Гретхен наконец обрела способность говорить.

— Что все это значит? Реджина умерла? Ее убили?

— Увы, мадам, это правда. Господин Лафферти при неблаговидных обстоятельствах. Лафферти впоследст­вии пал от руки доктора Шимы... при самообороне.

— Как! Реджина и Нудник? — Гретхен затрясла головой. — Что за бред. Непостижимо! Что случилось? Как? Когда? Мне... я хочу, чтобы вы мне все рассказали.

— Безусловно, мадам Нунн, но не в этой давке. Где вам будет удобнее нас выслушать? У меня в кабинете? В пентхаузе доктора Шимы? В моей квартире?

— Нет, у меня. Пошли.

— Тогда я прошу позволения удалиться, — сказал Жгун. — Общий поклон.

— Нет, — возразила Гретхен. — Это было бы нече­стно после всего, что вы для нас сделали. Вы были в этой истории с самого начала, должны увидеть и конец.

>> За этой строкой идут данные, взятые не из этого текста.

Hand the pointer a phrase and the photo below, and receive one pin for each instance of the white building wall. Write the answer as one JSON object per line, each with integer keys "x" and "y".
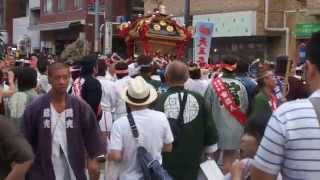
{"x": 20, "y": 29}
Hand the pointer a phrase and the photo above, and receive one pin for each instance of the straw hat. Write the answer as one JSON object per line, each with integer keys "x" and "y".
{"x": 139, "y": 92}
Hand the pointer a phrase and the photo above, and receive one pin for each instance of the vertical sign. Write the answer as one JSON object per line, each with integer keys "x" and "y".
{"x": 108, "y": 38}
{"x": 202, "y": 41}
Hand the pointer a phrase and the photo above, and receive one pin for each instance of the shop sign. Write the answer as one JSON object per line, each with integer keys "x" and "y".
{"x": 202, "y": 41}
{"x": 306, "y": 30}
{"x": 232, "y": 24}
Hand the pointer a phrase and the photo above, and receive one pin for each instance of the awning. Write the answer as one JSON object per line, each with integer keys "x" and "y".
{"x": 56, "y": 25}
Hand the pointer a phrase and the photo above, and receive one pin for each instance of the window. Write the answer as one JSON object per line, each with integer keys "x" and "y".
{"x": 61, "y": 4}
{"x": 77, "y": 4}
{"x": 47, "y": 6}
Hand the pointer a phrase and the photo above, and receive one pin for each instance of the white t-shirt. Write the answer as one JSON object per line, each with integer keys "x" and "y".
{"x": 59, "y": 156}
{"x": 119, "y": 106}
{"x": 291, "y": 142}
{"x": 107, "y": 103}
{"x": 154, "y": 132}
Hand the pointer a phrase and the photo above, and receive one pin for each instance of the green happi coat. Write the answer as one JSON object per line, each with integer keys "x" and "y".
{"x": 229, "y": 129}
{"x": 198, "y": 133}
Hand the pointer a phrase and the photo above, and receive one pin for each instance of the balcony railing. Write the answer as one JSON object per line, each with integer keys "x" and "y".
{"x": 313, "y": 7}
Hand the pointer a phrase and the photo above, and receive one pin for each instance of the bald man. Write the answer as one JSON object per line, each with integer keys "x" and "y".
{"x": 195, "y": 133}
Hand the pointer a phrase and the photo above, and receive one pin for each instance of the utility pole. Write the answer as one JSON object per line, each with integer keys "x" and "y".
{"x": 108, "y": 28}
{"x": 96, "y": 26}
{"x": 187, "y": 23}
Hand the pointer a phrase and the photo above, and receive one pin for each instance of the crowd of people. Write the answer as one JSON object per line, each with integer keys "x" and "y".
{"x": 60, "y": 122}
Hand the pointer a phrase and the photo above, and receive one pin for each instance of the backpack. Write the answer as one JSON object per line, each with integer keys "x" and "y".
{"x": 151, "y": 168}
{"x": 177, "y": 124}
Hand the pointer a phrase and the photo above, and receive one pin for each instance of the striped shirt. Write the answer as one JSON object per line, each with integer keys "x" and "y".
{"x": 291, "y": 143}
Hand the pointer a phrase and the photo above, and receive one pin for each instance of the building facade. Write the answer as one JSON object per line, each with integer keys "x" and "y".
{"x": 261, "y": 29}
{"x": 10, "y": 9}
{"x": 64, "y": 21}
{"x": 25, "y": 35}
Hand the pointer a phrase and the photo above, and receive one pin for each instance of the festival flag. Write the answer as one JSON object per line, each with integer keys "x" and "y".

Сесть на что-нибудь в эти часы пик вечером было невозможно, поэтому им пришлось пройти пешком к Оазису Гретхен в «Старом Городе» Гили, раньше — пре­зренная Нижняя Восточная Сторона Старого Нью- Йор- ка, теперь — шикарное фешенебельное место, велико­лепно отреставрированное вплоть до кулинарных лаво­чек и тележек рассыльных. Оазис Гретхен получился из гигантских гранитных опор Бруклинского моста, в ко­торых прорыли, продолбили и проложили помещения и коридоры.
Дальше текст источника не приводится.